4. Cette occurrence est citée par F. R. Hamlin à l’entrée Les Abaus.
5. Lorsque nous retranscrivons les occurrences microtoponymiques relevées dans les compoix, nous restituons la graphie en respectant la présence ou absence de majuscule à l’intiale des noms de lieux.
6. Les termes pioch, puech, pech, (pié, pi), du latin podium, signifient « colline, mont, montagne » (Loïs Alibert, Dictionnaire occitan-français selon les parlers languedociens, p. 567).
7. A Neffiès, le cours d’eau La Vaillelle (forme administrative) est nommé La Bavèle (usage des autochtones), par exemple cf. L. Alibert, Dictionnaire occitan-français, p. 16.

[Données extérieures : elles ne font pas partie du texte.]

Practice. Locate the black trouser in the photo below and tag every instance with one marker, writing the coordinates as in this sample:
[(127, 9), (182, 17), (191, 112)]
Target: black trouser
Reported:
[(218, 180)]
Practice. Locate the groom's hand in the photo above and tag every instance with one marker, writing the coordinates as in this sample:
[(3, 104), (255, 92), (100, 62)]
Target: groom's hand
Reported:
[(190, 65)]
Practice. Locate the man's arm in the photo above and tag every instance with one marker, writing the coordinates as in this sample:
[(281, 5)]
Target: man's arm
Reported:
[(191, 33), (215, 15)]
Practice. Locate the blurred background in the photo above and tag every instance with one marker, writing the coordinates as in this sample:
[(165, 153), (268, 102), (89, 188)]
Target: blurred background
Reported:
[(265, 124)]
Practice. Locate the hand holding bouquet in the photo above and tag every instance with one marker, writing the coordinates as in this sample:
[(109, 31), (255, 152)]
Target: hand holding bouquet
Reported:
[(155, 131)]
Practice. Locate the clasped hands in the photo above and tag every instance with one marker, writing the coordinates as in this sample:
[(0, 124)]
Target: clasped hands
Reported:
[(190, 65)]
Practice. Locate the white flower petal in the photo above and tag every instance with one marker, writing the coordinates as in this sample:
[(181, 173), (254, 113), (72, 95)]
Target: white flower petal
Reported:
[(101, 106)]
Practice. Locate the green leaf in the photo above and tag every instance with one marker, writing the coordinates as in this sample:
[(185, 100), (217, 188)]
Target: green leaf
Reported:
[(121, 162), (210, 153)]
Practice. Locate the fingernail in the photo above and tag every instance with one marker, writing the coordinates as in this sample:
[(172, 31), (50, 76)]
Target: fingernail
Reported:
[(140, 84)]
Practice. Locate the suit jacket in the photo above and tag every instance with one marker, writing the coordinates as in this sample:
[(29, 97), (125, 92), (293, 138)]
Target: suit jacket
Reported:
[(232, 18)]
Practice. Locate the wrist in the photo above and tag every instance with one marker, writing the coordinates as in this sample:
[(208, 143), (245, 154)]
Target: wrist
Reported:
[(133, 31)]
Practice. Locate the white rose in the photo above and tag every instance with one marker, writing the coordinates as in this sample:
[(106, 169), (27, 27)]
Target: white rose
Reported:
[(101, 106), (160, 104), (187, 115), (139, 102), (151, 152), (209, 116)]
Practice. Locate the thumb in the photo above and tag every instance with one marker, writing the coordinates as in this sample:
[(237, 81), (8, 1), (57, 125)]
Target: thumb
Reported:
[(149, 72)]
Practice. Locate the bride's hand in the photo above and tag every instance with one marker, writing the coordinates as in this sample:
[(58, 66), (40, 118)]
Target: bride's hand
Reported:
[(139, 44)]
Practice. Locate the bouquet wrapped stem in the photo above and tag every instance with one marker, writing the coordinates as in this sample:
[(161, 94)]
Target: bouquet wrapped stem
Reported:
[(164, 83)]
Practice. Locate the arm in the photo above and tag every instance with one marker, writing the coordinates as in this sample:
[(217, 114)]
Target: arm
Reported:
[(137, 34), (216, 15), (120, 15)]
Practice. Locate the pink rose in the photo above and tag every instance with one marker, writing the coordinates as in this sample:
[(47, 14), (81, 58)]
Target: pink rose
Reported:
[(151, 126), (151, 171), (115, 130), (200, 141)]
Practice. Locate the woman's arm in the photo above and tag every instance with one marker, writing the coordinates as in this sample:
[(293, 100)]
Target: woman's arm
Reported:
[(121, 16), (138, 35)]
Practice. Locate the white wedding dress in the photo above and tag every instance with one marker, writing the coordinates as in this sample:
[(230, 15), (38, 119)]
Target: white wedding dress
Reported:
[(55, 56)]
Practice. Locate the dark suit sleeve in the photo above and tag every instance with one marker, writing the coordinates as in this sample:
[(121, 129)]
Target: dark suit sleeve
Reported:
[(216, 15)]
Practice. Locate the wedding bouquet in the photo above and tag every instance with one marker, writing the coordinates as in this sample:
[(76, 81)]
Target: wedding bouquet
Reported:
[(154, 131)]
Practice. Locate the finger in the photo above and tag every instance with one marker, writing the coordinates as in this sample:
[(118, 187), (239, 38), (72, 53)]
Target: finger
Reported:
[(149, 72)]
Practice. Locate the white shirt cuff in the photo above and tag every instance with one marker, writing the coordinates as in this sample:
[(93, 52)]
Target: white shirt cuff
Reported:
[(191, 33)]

8. J’ai pu moi-même constater encore la présence de blaireaux sur le versant voisin, en 1992.
9. En conséquence, les lignes 18 à 20 de la page 218 de notre thèse sont à supprimer, Avalsos ne pouvant représenter las vals, et la dénomination Combe de Rabaussés n’évoquant pas de manière « redondante », comme nous l’avons écrit, une « combe » et une « vallée ».
10. Carte IGN au 1/25 000e, n° 2743 Est, Montpellier.
11. De l’occitan sauce, du latin salicem, « saule ».
12. Le propriétaire est Noble Louis de Bousquet et de Puechjusty, et dans le manifeste de Michel Cambon, on peut lire qu’une vigne « confronte de levant Noble Louis de Bousquet et de Puejusty (…) de vend droict ledit puech Justy » ; le confront de vent droit renvoie à la localité, car s’il s’était agi du personnage, il eût été noté « ledit Sieur/Seigneur ».
13. Marc Seguin : Montferrier, lieux-dits, chemins, ruisseaux : origine et signification, Association Culture et Loisirs de Montferrier, décembre 1993, p. 21.